Friday, October 31, 2008

By finishing off the Tampa Bay Rays in Wednesday night's rain-delayed World Series finale, Philadelphia Phillies' closer Brad Lidge achieved relief-pitcher perfection on the "Save" statistic.

Combining regular-season (41 games) and post-season (7 games) play, every time Lidge had the opportunity to protect a Phillies' lead at the end, he succeeded. He thus ended up a perfect 48-for-48 on save opportunities.

A few years ago as a member of the Houston Astros, the 6-foot-5 right-hander was so powerful at the end of games that the team's middle/set-up relievers knew that their job was to provide a "Bridge to Lidge." As noted in this article:

With Houston in 2004, [Lidge] averaged 15 strikeouts per nine innings. In the seven-game National League Championship Series loss to St. Louis, he held the Cardinals to one hit in his eight innings...

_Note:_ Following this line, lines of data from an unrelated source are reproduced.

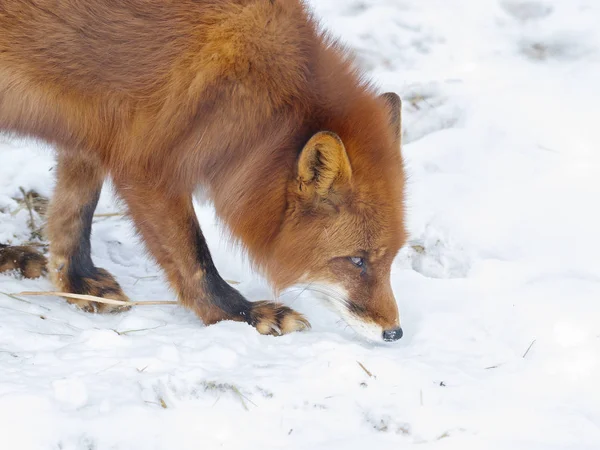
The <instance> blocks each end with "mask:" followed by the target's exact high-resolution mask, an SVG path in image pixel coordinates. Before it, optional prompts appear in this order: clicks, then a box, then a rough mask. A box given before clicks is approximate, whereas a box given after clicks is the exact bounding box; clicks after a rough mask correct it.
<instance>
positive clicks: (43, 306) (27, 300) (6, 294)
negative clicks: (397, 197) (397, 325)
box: [0, 292, 51, 311]
mask: <svg viewBox="0 0 600 450" xmlns="http://www.w3.org/2000/svg"><path fill="white" fill-rule="evenodd" d="M0 294H3V295H6V296H7V297H10V298H12V299H14V300H18V301H20V302H23V303H28V304H30V305H33V306H38V307H40V308H42V309H45V310H46V311H51V309H50V308H47V307H45V306H41V305H36V304H35V303H32V302H30V301H28V300H25V299H22V298H19V297H17V296H16V295H13V294H9V293H7V292H0Z"/></svg>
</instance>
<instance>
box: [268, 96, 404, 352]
mask: <svg viewBox="0 0 600 450" xmlns="http://www.w3.org/2000/svg"><path fill="white" fill-rule="evenodd" d="M400 110H401V102H400V98H399V97H398V96H397V95H396V94H393V93H388V94H384V95H382V96H381V97H379V98H376V99H375V107H374V108H372V109H371V111H370V113H369V114H368V117H365V115H364V114H362V115H361V117H362V119H361V118H355V119H354V120H352V119H351V118H350V119H349V118H345V120H344V121H342V122H340V123H338V124H335V123H332V124H331V126H332V128H334V129H335V131H333V130H332V131H319V132H317V133H316V134H314V135H313V136H312V137H311V138H310V139H309V140H308V142H307V143H306V144H305V145H304V147H303V148H302V150H301V152H300V154H299V156H298V158H297V161H296V166H295V170H294V176H293V178H292V179H291V180H290V181H289V182H288V186H287V207H286V212H285V218H284V221H283V225H282V227H281V230H280V233H279V235H278V237H277V245H276V246H275V254H274V255H273V259H272V260H273V261H276V265H277V267H271V270H270V271H269V272H270V275H271V277H272V279H273V280H274V281H275V284H276V285H278V286H280V287H281V286H286V287H287V286H290V285H296V284H302V285H304V286H306V288H307V289H309V290H312V291H315V292H318V293H321V294H323V297H325V298H326V300H327V302H328V303H329V304H330V305H331V306H332V307H333V308H334V309H335V310H337V312H338V313H339V314H340V315H341V316H342V318H343V319H345V321H346V322H347V323H348V324H349V325H350V326H351V327H352V328H353V329H354V330H355V331H356V332H358V333H359V334H361V335H363V336H364V337H367V338H369V339H372V340H376V341H381V340H384V341H395V340H397V339H399V338H400V337H402V329H401V328H400V318H399V313H398V307H397V303H396V299H395V298H394V294H393V292H392V288H391V285H390V270H391V265H392V261H393V260H394V257H395V256H396V254H397V252H398V250H399V249H400V248H401V247H402V245H403V244H404V242H405V239H406V233H405V229H404V220H403V219H404V217H403V216H404V208H403V191H404V181H405V178H404V170H403V165H402V158H401V155H400V130H401V112H400Z"/></svg>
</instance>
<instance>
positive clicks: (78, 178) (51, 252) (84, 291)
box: [47, 153, 128, 313]
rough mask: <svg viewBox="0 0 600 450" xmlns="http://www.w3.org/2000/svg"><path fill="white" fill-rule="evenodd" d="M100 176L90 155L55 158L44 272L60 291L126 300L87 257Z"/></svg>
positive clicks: (100, 307)
mask: <svg viewBox="0 0 600 450" xmlns="http://www.w3.org/2000/svg"><path fill="white" fill-rule="evenodd" d="M104 176H105V172H104V170H103V169H102V167H101V166H100V165H99V164H98V163H97V162H96V161H95V160H93V159H91V158H90V157H87V156H85V155H80V154H77V155H74V154H70V153H69V154H59V156H58V166H57V184H56V189H55V192H54V196H53V199H52V201H51V204H50V209H49V214H48V225H47V234H48V237H49V240H50V260H49V264H48V272H49V274H50V278H51V279H52V281H53V283H54V285H55V286H56V288H57V289H58V290H60V291H63V292H68V293H74V294H86V295H93V296H96V297H102V298H107V299H113V300H122V301H128V298H127V296H126V295H125V294H124V293H123V290H122V289H121V286H120V285H119V283H117V281H116V280H115V278H114V277H113V276H112V275H111V274H110V273H109V272H107V271H106V270H104V269H101V268H98V267H96V266H95V265H94V263H93V261H92V258H91V242H90V236H91V232H92V220H93V217H94V211H95V209H96V205H97V204H98V199H99V198H100V191H101V189H102V183H103V181H104ZM67 301H68V302H69V303H72V304H75V305H77V306H79V307H80V308H81V309H83V310H84V311H88V312H99V313H107V312H118V311H122V310H124V309H127V308H126V307H122V306H115V305H107V304H104V303H99V302H91V301H85V300H75V299H67Z"/></svg>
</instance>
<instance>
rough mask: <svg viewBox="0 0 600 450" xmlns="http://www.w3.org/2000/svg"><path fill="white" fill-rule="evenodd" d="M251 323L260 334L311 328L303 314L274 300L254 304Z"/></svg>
mask: <svg viewBox="0 0 600 450" xmlns="http://www.w3.org/2000/svg"><path fill="white" fill-rule="evenodd" d="M251 325H253V326H254V327H255V328H256V329H257V331H258V332H259V333H260V334H265V335H271V336H281V335H284V334H288V333H293V332H295V331H304V330H307V329H310V323H309V322H308V320H306V319H305V318H304V316H303V315H302V314H300V313H297V312H296V311H294V310H293V309H291V308H288V307H287V306H283V305H280V304H277V303H273V302H256V303H254V304H253V307H252V321H251Z"/></svg>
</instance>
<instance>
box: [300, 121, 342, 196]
mask: <svg viewBox="0 0 600 450" xmlns="http://www.w3.org/2000/svg"><path fill="white" fill-rule="evenodd" d="M351 178H352V168H351V167H350V160H349V159H348V154H347V153H346V148H345V147H344V144H343V142H342V140H341V139H340V137H339V136H338V135H337V134H335V133H331V132H329V131H321V132H319V133H317V134H315V135H314V136H313V137H312V138H310V140H309V141H308V142H307V144H306V145H305V146H304V148H303V149H302V152H301V153H300V157H299V159H298V181H299V183H300V185H299V189H300V191H301V192H303V193H304V194H306V195H311V194H316V195H317V196H318V197H321V198H326V197H329V196H330V195H331V194H334V191H335V187H338V186H342V185H343V184H347V183H349V182H350V179H351Z"/></svg>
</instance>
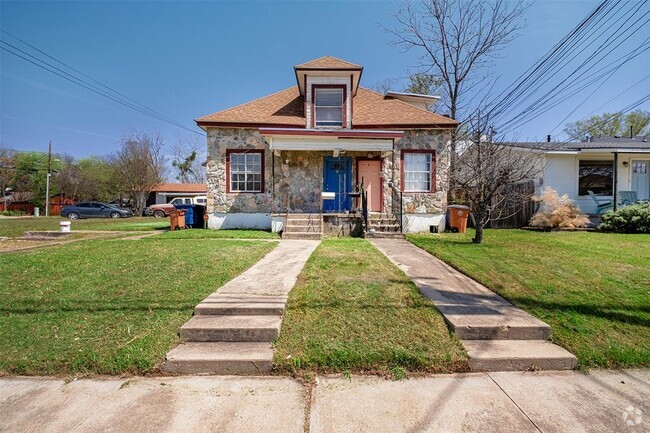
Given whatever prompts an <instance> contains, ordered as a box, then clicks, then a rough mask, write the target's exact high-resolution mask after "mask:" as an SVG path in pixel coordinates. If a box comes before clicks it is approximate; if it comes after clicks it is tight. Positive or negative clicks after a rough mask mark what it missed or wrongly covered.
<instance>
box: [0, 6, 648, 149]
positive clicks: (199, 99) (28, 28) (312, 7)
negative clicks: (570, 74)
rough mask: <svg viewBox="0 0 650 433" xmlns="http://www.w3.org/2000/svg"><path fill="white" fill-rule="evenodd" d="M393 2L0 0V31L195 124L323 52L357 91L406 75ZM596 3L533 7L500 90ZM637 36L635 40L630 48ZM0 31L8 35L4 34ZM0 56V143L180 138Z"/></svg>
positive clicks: (184, 133)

The Astros and Cardinals met again in the next year's NLCS, and when Houston was one out from the World Series, Lidge gave up a game-deciding homer to Albert Pujols. Houston won the pennant in the next game, but somehow, Lidge seemed to become better known for that Pujols homer than for all his good work.

For now, at least, it looks like the "Heartbreak Lidge" moniker he obtained in Houston will likely be a thing of the past.